Your Stories Don't Define You. How You Tell Them Will: Storytelling to Connect, Persuade, and Entertain
by Sarah Elkins
I love this book because it highlights why our stories are so important and how we are able to choose which stories we tell and which ones we believe. It validated for me the importance of storytelling in every setting.
Improving Performance Through Learning: A Practical Guide for Designing High Performance Learning Journeys
by Robert O. Brinkerhoff, Anne M. Apking, and Edward W. Boon
This book puts learning metrics into context with business outcomes that stakeholders demand; it lays out steps to building successful training that also has strong support for learning return on investment. The authors simply and elegantly demonstrate how to make training a live, dynamic continuum that will radically improve learners' time to proficiency.
Tell Me More: Stories About the 12 Hardest Things I’m Learning to Say by Kelly Corrigan
This memoir/collection of essays captures several phrases we could all incorporate into our conversations at work or at home.
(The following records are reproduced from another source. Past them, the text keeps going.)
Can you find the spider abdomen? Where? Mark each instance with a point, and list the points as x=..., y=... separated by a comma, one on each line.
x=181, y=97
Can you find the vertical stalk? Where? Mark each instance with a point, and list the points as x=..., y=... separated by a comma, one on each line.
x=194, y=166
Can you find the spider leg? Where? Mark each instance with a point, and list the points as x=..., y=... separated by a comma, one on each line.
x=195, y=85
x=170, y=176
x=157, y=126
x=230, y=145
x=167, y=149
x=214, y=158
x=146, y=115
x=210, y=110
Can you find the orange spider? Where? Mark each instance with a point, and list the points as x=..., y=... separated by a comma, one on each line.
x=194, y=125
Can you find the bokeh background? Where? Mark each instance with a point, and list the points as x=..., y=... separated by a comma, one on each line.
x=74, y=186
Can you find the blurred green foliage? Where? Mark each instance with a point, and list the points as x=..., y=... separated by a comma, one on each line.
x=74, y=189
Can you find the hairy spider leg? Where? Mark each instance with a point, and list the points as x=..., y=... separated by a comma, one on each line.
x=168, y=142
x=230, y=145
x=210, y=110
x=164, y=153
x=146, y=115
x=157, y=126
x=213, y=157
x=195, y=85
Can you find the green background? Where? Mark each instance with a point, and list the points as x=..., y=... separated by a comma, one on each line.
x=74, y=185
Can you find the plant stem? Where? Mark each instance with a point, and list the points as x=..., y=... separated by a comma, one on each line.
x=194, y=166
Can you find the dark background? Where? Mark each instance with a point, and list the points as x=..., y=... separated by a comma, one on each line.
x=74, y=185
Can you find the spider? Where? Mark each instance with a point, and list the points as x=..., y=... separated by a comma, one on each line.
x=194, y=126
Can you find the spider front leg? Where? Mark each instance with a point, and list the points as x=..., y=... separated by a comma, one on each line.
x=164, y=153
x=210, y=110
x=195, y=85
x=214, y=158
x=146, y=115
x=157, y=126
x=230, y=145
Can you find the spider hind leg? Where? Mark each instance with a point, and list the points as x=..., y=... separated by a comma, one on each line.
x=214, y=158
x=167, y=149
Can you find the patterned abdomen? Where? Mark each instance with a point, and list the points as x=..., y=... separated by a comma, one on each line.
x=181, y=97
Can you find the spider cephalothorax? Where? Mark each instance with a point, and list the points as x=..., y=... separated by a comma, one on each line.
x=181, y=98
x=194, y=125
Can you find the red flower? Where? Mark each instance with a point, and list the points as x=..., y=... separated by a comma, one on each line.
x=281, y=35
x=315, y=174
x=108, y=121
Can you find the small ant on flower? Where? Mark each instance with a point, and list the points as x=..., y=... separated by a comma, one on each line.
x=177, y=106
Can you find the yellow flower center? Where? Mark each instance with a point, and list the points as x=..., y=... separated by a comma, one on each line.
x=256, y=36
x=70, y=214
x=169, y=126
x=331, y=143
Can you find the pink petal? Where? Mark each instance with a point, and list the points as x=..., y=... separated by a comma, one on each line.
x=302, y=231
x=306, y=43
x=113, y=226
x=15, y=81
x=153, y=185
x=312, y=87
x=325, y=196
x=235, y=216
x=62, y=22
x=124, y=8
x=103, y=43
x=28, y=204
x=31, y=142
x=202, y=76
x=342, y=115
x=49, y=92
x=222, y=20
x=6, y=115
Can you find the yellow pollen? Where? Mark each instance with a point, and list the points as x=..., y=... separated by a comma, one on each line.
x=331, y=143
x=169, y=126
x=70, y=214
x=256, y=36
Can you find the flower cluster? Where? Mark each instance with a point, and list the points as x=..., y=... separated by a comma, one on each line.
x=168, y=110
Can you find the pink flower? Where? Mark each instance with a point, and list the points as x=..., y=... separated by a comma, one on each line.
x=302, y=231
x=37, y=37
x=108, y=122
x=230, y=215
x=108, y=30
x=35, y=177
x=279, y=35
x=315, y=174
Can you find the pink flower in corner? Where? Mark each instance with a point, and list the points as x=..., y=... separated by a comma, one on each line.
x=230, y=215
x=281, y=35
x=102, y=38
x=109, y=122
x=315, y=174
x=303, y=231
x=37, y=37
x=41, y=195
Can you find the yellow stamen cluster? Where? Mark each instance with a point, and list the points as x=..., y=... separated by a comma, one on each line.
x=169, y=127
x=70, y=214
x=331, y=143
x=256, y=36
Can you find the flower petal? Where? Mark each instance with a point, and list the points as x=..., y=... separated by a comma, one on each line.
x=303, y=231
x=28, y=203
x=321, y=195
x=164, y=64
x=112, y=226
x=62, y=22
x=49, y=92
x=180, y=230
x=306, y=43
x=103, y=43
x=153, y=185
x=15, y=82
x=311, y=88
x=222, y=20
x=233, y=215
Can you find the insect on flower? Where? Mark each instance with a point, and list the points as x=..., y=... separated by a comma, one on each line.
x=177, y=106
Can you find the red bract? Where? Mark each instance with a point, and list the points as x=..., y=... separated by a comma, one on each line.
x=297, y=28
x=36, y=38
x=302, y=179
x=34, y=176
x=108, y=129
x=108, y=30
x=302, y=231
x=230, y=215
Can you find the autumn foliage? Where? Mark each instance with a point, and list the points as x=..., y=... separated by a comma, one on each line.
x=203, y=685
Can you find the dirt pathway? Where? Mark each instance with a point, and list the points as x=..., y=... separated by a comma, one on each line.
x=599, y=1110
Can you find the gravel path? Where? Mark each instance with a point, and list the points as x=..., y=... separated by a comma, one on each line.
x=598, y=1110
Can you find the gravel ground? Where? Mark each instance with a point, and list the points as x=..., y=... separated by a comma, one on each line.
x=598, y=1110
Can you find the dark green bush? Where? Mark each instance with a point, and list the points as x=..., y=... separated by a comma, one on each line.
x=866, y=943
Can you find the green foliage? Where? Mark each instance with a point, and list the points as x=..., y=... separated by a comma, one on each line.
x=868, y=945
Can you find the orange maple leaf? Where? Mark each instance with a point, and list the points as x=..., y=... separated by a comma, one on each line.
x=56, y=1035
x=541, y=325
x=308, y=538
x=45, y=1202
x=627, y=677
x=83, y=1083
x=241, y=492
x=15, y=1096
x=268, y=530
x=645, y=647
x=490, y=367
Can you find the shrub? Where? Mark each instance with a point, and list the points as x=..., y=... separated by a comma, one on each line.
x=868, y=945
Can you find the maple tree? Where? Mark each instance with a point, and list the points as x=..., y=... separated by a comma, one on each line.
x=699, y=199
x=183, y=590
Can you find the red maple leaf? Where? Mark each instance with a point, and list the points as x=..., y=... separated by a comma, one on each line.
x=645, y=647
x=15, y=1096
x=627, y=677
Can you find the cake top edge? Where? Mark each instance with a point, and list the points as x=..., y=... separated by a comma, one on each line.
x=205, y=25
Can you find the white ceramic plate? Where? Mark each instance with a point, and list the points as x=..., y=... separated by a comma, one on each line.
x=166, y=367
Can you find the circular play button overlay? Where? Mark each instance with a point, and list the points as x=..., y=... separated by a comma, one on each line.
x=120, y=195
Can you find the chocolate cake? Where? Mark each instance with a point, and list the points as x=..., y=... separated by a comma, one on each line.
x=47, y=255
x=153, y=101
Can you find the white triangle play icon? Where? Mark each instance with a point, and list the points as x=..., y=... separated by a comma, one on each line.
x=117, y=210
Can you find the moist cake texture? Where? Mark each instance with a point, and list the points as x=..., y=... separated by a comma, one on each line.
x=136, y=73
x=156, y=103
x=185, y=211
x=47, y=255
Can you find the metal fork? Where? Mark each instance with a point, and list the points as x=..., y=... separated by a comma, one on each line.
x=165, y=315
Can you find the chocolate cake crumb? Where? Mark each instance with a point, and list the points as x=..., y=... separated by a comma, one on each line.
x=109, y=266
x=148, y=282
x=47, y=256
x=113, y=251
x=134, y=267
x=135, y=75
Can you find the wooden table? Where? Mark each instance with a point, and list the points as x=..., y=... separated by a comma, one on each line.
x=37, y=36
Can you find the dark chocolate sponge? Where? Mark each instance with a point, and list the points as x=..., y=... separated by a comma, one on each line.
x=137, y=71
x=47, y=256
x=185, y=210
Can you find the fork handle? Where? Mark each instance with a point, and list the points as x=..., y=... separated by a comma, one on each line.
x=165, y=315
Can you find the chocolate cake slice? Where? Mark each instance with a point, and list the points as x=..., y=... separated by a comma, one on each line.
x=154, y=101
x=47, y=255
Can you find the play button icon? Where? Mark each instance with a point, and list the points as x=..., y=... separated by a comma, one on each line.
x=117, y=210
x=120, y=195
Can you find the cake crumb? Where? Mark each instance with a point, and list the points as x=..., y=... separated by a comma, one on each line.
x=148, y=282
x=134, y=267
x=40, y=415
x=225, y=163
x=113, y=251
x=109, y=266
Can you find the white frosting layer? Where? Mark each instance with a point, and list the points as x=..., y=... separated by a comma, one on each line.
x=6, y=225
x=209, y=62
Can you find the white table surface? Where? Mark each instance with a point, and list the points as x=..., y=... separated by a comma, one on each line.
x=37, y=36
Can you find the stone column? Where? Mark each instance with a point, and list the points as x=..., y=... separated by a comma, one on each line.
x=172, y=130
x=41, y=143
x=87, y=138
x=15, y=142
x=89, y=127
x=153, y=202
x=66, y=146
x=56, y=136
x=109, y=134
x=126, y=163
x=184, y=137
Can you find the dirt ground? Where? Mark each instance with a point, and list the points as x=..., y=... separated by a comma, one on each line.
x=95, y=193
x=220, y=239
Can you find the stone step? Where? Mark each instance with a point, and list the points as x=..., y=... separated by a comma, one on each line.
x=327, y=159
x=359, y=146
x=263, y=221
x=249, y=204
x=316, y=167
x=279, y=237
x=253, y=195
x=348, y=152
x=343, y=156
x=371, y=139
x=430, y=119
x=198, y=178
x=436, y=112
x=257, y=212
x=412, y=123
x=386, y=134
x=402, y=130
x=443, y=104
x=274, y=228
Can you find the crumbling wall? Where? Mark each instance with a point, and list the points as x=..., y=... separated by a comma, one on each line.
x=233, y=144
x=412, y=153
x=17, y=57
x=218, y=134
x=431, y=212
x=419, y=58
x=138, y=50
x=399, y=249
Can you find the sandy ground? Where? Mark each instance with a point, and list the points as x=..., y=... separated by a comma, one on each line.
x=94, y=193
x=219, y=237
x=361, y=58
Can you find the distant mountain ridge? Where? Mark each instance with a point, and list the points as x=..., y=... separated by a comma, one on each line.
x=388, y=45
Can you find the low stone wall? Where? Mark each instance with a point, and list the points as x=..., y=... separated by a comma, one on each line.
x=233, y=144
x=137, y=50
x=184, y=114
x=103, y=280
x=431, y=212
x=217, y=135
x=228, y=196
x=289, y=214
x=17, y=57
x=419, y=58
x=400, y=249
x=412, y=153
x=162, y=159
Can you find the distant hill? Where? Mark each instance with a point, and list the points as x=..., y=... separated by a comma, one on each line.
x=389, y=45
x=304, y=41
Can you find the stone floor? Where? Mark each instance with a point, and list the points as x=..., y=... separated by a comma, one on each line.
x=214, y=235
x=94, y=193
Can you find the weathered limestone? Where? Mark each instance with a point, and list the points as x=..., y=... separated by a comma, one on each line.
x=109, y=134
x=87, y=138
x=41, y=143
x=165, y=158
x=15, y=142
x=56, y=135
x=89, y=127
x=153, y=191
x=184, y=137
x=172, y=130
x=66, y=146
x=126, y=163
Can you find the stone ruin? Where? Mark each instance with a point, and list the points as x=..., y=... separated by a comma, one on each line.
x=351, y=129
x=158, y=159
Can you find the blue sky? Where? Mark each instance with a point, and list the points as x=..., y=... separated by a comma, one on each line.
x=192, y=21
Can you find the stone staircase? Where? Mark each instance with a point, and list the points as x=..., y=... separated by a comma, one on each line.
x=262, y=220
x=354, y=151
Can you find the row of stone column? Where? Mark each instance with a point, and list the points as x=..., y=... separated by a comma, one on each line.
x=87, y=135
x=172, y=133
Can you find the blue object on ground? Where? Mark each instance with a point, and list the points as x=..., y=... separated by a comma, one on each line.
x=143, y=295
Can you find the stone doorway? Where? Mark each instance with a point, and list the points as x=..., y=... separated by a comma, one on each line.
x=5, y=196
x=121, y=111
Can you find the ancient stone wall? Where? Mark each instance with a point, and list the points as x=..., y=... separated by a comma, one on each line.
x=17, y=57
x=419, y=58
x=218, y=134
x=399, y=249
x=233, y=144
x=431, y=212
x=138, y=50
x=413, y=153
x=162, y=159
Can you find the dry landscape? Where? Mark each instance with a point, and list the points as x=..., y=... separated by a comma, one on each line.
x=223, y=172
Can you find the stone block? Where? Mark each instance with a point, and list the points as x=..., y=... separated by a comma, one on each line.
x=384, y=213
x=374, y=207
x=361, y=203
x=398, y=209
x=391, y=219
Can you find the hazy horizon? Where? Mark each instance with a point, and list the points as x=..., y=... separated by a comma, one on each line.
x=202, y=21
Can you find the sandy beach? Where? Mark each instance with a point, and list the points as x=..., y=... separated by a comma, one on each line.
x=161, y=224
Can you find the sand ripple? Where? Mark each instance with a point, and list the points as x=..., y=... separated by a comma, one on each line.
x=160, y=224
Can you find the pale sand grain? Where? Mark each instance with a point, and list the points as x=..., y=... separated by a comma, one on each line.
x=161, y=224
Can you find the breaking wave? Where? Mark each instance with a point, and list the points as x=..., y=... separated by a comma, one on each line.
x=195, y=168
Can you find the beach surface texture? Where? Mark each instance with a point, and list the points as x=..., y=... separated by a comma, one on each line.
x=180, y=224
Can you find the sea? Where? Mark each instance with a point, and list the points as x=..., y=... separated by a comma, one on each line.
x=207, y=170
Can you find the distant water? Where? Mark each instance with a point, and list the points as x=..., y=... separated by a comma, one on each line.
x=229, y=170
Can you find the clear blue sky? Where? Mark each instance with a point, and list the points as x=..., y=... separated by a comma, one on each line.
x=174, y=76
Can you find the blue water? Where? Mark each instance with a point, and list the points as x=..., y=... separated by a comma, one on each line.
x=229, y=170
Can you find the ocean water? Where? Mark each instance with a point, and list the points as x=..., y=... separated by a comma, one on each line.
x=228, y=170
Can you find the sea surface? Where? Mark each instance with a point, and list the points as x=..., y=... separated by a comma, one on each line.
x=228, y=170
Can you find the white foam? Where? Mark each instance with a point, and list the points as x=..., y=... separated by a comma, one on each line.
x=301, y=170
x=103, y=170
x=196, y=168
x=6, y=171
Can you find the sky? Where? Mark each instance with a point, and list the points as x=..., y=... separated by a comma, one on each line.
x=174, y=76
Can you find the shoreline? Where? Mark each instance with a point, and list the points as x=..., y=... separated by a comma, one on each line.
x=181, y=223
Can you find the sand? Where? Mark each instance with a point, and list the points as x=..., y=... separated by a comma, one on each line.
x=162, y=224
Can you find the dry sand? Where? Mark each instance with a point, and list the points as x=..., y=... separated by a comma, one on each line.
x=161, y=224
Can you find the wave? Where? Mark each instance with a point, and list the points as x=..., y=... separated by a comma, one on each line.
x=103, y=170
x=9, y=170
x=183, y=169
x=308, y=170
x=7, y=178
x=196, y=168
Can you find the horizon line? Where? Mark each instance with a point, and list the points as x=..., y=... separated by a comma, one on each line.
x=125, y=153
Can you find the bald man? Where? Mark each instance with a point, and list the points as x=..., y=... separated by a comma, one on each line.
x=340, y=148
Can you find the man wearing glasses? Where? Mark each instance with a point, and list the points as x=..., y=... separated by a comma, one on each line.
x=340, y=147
A couple standouts for me were “Tell me more” and “No.” Sometimes people just want to be heard, and adopting a “Tell me more” mindset can get you out of the habit of interjecting your own advice when you should be listening. We’re all guilty of taking on more than we can handle or adapting ourselves to accommodate other people in our lives—often to our own detriment—so learning when and how to say no can protect our boundaries and drastically improve our happiness.
The Art of Gathering: How We Meet and Why It Matters by Priya Parker
Written before the COVID-19 pandemic and a seemingly forgotten world of in-person-first events, this book still holds crucial advice for improving our meetings. In fact, deciding why you’re really gathering (chapter 1) may be even more pivotal when virtual. We’ve all suffered from company online hangouts that attempt to build culture and engage us remotely but seem rudderless or, worse, a waste of time. Read this book and you may just get people looking forward to attending your virtual gathering or clamoring for you to lead another.